Financial Crime World

Lebanese Banking Sector: New Regulations to Ensure Stability and Security

Introduction

The Lebanese banking sector has been instructed to maintain a daily net trading position against the Lebanese Pound (LBP) that does not exceed 1% of shareholders’ equity. This new regulation aims to ensure the stability and security of the country’s financial system.

Global Position Limitations

  • Banks are required to limit their global position, which takes into account either all debit or credit positions of all foreign currency accounts, whichever is bigger, to a maximum of 40% of shareholders’ equity.
  • This limitation aims to prevent excessive exposure to foreign currencies and minimize potential risks.

Capital Hedging

  • Banks are authorized to hold a structural position of up to 60% of shareholders’ equity to hedge against fluctuations in the exchange rate and protect their capital.
  • This provision allows banks to manage their risk and ensure they have sufficient funds to meet their obligations.

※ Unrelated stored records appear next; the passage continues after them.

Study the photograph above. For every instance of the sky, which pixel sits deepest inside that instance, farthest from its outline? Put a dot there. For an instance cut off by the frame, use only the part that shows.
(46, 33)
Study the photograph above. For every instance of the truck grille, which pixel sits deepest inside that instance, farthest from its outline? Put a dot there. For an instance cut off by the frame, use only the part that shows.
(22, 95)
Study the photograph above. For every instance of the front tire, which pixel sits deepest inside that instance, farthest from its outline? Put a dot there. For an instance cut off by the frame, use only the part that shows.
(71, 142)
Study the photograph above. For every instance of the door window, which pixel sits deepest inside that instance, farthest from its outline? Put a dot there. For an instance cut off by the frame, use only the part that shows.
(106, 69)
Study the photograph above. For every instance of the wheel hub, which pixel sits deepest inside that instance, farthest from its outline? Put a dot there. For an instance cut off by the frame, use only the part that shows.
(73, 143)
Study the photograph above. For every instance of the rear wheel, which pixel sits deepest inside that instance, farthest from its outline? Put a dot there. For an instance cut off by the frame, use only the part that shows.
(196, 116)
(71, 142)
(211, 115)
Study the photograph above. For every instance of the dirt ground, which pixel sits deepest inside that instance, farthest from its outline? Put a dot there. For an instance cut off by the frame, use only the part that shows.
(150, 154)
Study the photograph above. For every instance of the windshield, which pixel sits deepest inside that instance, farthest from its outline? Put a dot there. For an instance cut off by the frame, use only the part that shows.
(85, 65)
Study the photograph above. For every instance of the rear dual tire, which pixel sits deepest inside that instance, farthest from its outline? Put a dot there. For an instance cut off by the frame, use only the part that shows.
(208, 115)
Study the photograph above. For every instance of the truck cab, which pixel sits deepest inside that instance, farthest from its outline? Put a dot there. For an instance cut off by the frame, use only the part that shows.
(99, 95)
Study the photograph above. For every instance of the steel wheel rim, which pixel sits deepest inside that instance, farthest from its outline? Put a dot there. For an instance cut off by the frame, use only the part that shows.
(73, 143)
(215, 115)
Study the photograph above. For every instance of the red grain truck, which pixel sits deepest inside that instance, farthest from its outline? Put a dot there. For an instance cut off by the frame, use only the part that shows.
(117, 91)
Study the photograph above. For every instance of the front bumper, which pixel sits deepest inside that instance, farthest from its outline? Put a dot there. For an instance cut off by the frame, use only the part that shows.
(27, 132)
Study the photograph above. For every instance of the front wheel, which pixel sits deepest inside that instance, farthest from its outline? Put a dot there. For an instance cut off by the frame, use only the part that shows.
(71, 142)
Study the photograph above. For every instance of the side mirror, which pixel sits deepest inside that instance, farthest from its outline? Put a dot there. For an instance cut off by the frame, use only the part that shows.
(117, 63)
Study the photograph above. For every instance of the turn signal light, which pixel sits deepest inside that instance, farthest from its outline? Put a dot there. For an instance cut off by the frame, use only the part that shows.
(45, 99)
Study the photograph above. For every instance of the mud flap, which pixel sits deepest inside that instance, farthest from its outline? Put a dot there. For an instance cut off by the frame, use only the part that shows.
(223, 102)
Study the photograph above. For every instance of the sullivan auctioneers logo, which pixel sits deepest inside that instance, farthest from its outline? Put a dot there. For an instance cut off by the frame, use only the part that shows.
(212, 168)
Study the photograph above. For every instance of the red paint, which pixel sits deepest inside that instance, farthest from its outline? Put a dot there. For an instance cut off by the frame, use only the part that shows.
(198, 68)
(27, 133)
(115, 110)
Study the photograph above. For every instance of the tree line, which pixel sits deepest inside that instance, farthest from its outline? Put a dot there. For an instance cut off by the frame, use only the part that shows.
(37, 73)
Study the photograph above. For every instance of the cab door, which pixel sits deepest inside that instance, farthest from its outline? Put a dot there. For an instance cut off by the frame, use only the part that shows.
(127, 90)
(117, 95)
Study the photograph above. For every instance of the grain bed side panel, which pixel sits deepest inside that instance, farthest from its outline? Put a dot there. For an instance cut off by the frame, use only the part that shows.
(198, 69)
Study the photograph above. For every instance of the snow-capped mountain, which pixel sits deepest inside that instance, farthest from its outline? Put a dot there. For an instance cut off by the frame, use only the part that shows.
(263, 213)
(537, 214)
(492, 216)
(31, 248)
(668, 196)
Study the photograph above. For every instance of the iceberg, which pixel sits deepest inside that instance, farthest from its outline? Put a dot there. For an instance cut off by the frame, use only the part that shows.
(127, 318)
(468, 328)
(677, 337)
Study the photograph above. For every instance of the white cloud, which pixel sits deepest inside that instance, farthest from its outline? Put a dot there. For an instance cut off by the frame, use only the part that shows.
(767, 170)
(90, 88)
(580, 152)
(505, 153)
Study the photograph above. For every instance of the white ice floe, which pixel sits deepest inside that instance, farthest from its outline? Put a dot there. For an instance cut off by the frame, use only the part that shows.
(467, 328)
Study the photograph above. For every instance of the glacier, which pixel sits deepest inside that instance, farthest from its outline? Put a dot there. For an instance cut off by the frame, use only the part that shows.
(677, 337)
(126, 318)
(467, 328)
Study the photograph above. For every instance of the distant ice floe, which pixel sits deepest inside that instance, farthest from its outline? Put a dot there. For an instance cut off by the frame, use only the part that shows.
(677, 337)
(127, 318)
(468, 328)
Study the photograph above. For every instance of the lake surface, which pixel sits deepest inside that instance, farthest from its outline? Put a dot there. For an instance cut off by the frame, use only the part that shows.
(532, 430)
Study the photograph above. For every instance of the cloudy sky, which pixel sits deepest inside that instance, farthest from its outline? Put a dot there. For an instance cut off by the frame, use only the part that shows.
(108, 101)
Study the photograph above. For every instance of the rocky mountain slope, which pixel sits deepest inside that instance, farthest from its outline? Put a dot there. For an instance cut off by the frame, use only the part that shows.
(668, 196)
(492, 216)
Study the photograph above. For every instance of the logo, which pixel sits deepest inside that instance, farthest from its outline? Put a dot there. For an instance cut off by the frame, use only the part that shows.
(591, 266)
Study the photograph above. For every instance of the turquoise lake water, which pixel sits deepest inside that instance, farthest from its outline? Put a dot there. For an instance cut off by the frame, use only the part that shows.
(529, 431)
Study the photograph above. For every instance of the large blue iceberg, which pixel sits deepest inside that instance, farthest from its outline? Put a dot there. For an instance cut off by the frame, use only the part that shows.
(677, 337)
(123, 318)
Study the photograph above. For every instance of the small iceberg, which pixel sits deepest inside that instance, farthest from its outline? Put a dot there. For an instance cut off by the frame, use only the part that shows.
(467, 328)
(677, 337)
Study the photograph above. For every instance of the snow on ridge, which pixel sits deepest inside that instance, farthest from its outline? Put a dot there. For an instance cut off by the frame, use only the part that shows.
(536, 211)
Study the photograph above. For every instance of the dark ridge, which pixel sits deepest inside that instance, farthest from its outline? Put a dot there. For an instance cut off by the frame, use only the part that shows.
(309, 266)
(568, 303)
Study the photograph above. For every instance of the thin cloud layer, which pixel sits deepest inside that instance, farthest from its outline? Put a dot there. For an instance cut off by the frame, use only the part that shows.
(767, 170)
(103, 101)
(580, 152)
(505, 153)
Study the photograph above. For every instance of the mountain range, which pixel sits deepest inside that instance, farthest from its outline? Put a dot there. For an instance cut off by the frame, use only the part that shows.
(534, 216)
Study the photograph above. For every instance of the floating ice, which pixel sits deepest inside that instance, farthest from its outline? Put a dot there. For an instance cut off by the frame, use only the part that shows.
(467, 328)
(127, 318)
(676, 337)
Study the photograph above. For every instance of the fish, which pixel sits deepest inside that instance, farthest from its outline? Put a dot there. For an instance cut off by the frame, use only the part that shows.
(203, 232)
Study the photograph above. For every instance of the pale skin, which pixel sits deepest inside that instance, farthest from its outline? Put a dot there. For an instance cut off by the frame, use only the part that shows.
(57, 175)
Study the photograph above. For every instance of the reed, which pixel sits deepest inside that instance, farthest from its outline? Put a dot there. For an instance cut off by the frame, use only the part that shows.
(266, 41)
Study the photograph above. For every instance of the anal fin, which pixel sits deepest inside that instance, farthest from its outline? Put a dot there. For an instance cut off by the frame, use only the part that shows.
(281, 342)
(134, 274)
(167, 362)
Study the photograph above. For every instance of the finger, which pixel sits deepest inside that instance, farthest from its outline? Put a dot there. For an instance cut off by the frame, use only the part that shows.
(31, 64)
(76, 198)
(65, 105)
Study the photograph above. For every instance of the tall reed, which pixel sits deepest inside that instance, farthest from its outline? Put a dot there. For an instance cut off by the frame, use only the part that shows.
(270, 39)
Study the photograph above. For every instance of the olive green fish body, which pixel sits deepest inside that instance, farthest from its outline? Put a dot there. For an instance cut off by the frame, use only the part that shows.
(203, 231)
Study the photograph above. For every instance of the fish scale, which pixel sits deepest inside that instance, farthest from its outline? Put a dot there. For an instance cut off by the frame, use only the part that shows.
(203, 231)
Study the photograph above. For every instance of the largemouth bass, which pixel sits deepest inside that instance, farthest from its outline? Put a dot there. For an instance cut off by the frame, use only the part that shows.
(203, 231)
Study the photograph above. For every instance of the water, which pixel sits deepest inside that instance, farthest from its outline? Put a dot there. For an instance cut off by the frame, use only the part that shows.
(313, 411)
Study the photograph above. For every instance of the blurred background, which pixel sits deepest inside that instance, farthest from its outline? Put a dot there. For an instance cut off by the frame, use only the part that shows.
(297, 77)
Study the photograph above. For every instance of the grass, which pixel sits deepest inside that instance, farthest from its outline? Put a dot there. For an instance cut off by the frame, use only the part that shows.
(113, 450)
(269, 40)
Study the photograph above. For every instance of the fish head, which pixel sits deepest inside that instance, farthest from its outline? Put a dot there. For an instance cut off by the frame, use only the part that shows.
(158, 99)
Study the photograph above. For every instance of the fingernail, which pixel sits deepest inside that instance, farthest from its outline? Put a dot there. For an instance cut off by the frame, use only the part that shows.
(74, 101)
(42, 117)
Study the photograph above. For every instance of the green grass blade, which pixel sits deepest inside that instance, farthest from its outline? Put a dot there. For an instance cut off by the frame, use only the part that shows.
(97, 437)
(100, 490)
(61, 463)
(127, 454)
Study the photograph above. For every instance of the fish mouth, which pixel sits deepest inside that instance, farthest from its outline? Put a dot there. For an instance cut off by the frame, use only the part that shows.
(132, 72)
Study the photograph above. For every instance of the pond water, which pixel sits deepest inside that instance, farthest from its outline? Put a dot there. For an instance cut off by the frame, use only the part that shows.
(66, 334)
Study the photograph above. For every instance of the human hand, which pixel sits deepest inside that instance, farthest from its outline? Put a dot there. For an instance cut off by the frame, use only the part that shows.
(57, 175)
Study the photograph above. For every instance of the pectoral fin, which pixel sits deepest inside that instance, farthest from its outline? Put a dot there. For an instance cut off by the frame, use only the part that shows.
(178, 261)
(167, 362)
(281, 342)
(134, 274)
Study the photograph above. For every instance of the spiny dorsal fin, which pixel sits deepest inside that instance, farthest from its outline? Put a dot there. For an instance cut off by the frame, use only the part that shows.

Loan Classification and Provisioning

  • Lebanese banks must classify loans into five categories for supervisory purposes: standard, watch, substandard, doubtful, and bad debt.
  • They are also required to adopt a loan grading system with ten categories.
  • Provisioning is regulated by the monetary authorities and is subject to approval by the Banking Control Commission (BCC).
  • Provisions constituted under BCC authorization and supervision are tax-deductible.
  • Banks must build up provisions against doubtful debts and bad debts, which are not subject to taxes.
  • They must also distribute all loans and credits in accordance with six main portfolios: retail, small and medium enterprises, corporate, public sector entities, housing, and claims secured by commercial real estate.

International Standards

  • Lebanese banks must comply with international standards for the banking industry, including:
    • Basel Committee standards for regulation and internal audit
    • Standards for fighting money laundering and terrorist financing
    • Legal compliance
  • They must also adhere to financial stability standards, develop a recovery plan consistent with key attributes of effective resolution regimes, and establish a business continuity plan.
  • In addition, banks must comply with international financial reporting standards (IFRS) and implement the International Financial Reporting Standard 9 (IFRS 9).

Conclusion

The new regulations aim to ensure the stability and security of Lebanon’s financial system by limiting banks’ exposure to foreign currencies and requiring them to maintain adequate provisioning against potential losses. By complying with international standards, Lebanese banks can ensure the continued confidence of depositors and investors in the country’s banking sector.